Living Well with a Bad Diagnosis - Lung Disease

Saturday, October 24, 2015

Passing Along Information

I love Saturdays. Home. Garden. Bookkeeping. Laundry. Puttering around. The garden is the main focus today but I will also begin to fill out the questionnaire for the counselor next Friday. You remember, the counselor that Dr. K. recommended I see because of being "manic" and that I need to learn to manage a chronic illness. I know I have to follow through, for the medical record, but I hope I don't see the counselor for long. I did my work spiritually, physically and emotionally in 2005 and 2006. When I look back, I have learned so much and have become such a different person with the innate feeling that this disease was the reason for my life. It was my path to walk.

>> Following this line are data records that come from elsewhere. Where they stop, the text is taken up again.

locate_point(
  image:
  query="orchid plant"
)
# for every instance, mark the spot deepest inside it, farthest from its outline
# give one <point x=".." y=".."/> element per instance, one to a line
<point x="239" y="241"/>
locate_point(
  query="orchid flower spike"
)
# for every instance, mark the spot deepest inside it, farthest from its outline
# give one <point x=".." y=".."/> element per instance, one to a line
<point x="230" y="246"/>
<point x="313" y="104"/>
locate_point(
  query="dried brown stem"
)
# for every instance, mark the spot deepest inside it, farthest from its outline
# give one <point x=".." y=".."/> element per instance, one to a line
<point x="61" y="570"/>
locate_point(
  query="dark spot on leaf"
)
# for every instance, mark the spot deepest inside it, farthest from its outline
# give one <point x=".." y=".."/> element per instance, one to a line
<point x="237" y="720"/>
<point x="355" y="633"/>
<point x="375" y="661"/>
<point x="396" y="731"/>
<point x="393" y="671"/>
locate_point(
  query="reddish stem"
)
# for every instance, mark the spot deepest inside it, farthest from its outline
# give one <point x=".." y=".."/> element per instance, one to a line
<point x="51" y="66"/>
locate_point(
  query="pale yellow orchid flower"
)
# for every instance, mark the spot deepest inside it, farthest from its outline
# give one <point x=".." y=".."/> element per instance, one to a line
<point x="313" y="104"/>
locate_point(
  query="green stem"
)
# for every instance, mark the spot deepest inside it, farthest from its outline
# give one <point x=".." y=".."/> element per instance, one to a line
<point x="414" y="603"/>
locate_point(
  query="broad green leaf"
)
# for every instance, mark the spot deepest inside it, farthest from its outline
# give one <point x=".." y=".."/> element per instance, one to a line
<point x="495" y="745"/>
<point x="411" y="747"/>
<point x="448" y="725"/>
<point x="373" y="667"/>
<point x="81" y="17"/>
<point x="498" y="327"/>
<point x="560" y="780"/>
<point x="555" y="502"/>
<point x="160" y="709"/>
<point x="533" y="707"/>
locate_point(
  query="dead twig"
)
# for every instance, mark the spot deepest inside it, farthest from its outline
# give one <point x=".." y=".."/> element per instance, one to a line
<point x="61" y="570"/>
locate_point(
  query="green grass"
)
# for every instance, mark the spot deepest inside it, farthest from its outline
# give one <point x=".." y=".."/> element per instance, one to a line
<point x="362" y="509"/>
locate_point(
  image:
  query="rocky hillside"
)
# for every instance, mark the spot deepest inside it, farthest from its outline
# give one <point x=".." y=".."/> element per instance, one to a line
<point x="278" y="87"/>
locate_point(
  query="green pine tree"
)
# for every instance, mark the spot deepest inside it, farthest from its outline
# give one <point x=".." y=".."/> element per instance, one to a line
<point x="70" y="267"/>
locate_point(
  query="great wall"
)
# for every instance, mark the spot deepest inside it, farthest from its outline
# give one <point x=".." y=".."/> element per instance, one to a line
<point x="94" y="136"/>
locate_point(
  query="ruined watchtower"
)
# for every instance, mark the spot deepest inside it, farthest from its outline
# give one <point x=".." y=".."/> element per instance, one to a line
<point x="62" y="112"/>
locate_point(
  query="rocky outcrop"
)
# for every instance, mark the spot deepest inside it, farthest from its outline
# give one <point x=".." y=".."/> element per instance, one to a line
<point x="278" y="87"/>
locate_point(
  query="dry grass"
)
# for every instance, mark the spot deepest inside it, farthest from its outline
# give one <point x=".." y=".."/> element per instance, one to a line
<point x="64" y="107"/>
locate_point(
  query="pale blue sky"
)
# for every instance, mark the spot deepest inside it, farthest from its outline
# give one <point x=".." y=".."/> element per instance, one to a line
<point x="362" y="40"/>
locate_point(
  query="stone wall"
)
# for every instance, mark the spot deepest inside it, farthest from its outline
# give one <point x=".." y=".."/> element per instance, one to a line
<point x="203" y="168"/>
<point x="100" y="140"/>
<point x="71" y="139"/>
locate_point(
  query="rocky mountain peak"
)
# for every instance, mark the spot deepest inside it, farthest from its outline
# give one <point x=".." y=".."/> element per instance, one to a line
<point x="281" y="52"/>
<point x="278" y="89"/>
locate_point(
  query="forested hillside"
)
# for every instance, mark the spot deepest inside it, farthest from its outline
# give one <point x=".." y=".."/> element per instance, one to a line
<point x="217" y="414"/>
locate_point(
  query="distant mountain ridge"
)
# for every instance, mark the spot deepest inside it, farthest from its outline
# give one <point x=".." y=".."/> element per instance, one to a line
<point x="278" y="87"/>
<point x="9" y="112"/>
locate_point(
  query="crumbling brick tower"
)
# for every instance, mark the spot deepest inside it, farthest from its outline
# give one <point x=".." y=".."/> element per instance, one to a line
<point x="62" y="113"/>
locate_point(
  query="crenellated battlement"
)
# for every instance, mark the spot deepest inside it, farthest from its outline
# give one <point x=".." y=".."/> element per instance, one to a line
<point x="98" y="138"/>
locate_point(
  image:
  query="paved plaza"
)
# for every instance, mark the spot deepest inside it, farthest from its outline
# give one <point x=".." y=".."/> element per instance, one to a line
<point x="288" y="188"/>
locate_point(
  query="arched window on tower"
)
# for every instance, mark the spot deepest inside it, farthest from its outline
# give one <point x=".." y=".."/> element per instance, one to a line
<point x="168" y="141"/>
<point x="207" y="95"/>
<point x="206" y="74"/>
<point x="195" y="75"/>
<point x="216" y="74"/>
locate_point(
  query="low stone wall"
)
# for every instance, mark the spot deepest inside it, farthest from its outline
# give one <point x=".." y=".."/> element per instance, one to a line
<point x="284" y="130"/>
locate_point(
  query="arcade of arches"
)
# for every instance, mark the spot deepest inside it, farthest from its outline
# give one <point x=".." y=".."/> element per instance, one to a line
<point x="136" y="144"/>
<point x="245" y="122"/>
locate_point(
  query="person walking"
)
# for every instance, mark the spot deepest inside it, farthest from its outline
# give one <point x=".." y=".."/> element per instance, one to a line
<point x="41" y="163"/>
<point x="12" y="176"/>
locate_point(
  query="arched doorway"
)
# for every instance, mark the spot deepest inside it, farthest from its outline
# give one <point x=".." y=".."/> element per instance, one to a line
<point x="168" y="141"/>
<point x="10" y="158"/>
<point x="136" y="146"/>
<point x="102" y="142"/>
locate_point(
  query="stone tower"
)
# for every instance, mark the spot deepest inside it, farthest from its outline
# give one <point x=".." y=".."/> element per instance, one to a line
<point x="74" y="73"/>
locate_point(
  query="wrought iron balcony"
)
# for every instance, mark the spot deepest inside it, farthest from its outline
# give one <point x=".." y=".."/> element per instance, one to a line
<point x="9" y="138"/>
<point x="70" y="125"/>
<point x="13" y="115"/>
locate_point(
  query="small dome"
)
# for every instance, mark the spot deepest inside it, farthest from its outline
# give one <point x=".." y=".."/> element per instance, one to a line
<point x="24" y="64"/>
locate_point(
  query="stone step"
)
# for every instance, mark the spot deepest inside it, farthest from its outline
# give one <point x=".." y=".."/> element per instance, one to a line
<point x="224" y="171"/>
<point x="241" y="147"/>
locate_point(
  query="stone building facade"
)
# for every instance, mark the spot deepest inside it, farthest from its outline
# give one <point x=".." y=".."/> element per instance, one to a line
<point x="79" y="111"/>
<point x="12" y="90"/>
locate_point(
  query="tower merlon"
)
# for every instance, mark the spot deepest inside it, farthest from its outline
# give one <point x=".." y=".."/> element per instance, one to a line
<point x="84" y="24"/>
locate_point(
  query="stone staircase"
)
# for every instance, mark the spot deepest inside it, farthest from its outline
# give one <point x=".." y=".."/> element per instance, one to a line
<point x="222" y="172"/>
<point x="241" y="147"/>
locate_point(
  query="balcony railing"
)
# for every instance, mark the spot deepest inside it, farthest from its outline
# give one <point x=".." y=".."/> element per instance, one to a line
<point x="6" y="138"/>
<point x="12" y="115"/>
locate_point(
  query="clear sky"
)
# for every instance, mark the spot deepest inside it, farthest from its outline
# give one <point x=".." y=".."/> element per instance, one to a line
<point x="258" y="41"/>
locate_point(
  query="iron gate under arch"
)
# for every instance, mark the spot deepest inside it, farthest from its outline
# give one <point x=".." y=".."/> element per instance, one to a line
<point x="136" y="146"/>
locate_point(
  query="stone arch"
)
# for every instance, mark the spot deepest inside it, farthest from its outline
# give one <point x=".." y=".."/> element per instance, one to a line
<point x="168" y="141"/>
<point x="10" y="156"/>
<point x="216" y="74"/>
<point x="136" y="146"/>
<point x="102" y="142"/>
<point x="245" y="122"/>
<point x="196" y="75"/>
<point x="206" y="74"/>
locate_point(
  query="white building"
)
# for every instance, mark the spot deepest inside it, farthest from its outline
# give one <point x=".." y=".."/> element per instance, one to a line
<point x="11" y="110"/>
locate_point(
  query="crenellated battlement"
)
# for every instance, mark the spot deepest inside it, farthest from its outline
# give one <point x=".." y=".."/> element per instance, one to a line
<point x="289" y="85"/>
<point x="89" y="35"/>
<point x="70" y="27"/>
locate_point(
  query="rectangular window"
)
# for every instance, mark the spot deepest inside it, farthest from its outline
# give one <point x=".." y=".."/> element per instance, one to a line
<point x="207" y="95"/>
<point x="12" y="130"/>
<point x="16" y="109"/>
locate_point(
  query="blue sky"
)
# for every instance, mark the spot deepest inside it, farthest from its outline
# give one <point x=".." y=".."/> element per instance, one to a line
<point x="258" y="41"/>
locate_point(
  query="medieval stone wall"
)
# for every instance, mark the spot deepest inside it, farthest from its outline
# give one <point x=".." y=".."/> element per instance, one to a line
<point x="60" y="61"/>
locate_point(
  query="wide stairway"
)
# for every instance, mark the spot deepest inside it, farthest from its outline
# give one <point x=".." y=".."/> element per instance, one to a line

At the end of the ILD Support Group meeting this month, a very nice older gentleman approached me afterwards and said, "You are so positive and have good energy. You are meant to do this." Wow. From a stranger. I am honored to be invited to meet a couple who are dealing with IPF. It is a rather recent diagnosis so they are still in the early stages of having little information and I have so much practical advice to share with them. Advice gleamed from experience. I also say that it is not that I know more but I am just further down the road.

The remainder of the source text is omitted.